Thoughts on sediment

Lynn Moncus

Last Sunday afternoon, Aggie and I finally managed to get outside the city limits without incident and had a most pleasant drive into Quay Valley in order to admire the landscape and the extraordinary cloud formations.

We watched one particular formation that appeared to be on the edge of the plains near the caprock. One large white mass seemed to be going from the ground to the sky, and I wondered if it were smoke or some wind generated eruption. While walking around in a pasture, I kept admiring all the surrounding beauty. At one point, the sun spot lighted Lover’s Peak, making the area glow amid the dark shadows. Silver linings were quite visible throughout the valley and caused me to pause frequently to admire the scenery and to take a few pictures.

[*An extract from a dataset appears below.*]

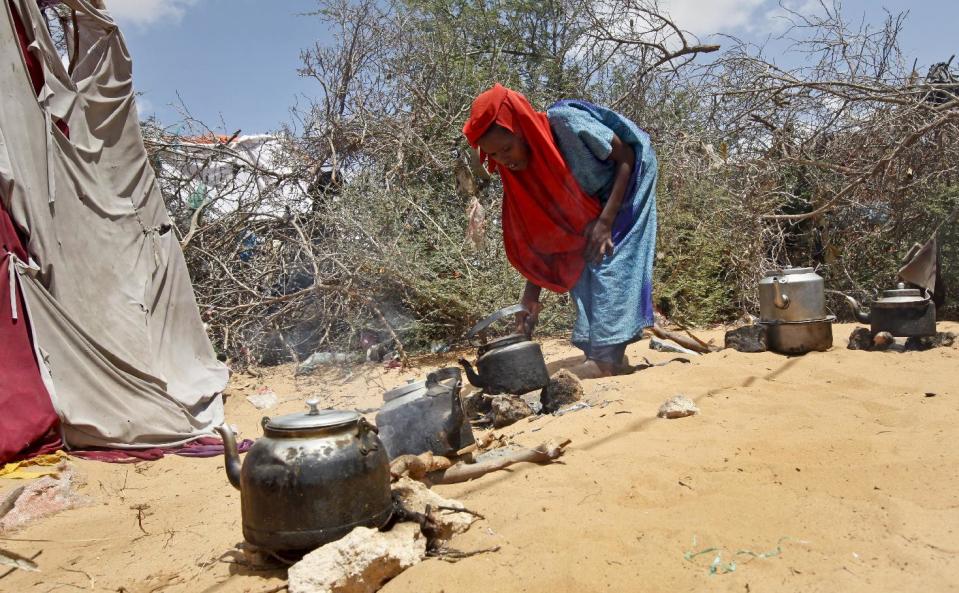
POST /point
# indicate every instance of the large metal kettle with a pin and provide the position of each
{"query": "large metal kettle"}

Of course, Aggie was very busy admiring the ground and reading the news as she dashed around. Watching her pleasure as she enjoyed the fresh air and some freedom made the afternoon very special. Because the wind was calm, the spirit was also calm, thus permitting this woman from Ima to think pleasant thoughts as we walked.
I then decided to go to the Tucumcari Lake Bed in order to take some pictures of that disaster while the white stuff wasn’t blowing. That is one amazing sight as the surrounding area looks as if it is permanently frosted. Several people have asked if that white powder has been tested for content, but no answers have been received. Although we are told that is alkali, some of us may not be true believers as that bed has been pasture land in other years when the lake bed was dry.

We are aware that the lake has not been allowed to go dry for a number of years and are also aware that more than rain water has drained into it and was even killing the cat tails before the total drying occurred. In listening to others, I have learned that some of the natives think this would be an excellent time to clean that bed in order to rid it of the dead cat tails and to plow under the white sediment just in case it is as unhealthy as it smells.

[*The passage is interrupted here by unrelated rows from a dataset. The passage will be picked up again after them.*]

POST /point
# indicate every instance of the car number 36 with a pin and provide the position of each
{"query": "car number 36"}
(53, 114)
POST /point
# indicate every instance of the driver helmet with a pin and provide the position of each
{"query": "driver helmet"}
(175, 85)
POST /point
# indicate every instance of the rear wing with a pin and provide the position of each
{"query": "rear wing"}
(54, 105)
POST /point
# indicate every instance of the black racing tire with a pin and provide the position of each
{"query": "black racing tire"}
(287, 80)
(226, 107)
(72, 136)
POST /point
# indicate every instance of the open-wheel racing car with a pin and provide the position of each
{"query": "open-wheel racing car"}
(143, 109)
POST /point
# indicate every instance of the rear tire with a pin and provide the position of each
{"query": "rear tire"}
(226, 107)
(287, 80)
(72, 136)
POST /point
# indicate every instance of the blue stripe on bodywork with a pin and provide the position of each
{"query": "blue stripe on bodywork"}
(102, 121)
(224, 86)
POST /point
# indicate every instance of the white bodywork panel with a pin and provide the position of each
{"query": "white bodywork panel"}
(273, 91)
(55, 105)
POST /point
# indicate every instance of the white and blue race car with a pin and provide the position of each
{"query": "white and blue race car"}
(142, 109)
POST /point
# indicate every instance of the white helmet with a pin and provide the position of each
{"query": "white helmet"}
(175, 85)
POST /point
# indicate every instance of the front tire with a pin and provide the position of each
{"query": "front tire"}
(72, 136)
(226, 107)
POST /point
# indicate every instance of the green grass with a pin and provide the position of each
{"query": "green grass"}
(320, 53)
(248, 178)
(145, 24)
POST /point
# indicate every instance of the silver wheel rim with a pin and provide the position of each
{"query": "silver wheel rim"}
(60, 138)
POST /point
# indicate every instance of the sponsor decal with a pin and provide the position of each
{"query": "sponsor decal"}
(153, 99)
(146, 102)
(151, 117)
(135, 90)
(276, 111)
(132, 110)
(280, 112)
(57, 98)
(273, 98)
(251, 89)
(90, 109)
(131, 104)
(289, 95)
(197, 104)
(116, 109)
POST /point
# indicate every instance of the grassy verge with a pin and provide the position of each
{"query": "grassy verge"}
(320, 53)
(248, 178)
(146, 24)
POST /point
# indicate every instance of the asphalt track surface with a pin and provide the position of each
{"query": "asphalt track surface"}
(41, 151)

Neighbors in the area have complained about their allergies being more active than usual, and some have mentioned they are having a bit of difficulty in breathing.

They would most definitely feel better if they knew for sure they weren’t inhaling harmful elements and knew the sediment would be plowed under do their homes and surroundings wouldn’t be covered permanently with all that powder.

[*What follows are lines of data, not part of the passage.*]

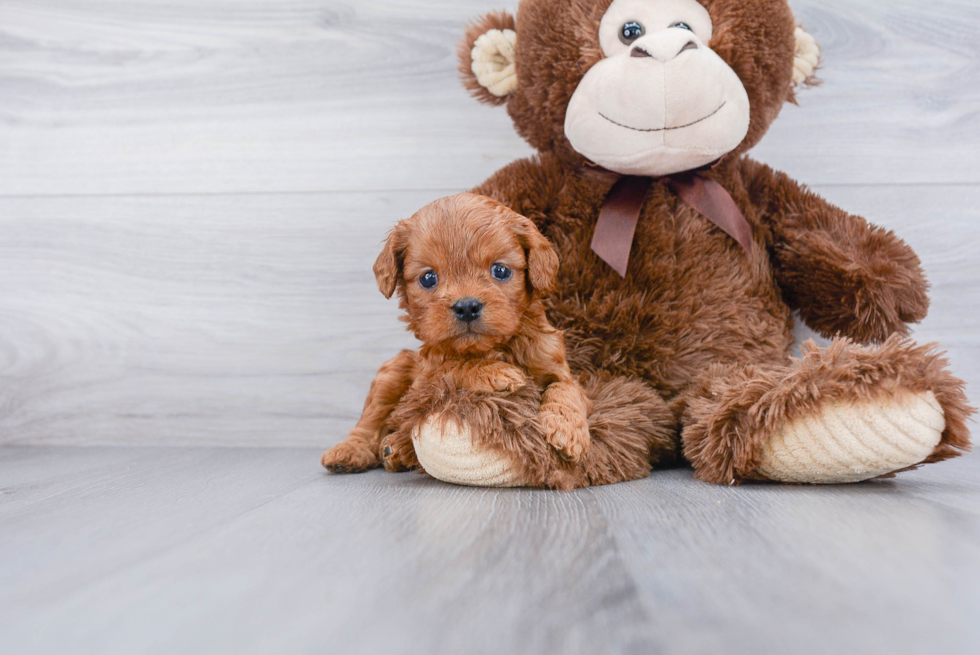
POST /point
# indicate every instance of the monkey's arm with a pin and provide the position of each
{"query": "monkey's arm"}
(360, 450)
(527, 186)
(844, 275)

Most of us have been around playa lakes and have seen them as mere lake beds in pastures without having such a collection of sediment. At times, they were stocked with catfish and would most definitely have an order for a few weeks after the water disappeared, by that dissipated and grass covered the bed until major rains came along to fill them again. Perhaps something could be done before more of the area is damaged and before more people have to suffer inhaling the blowing sediment.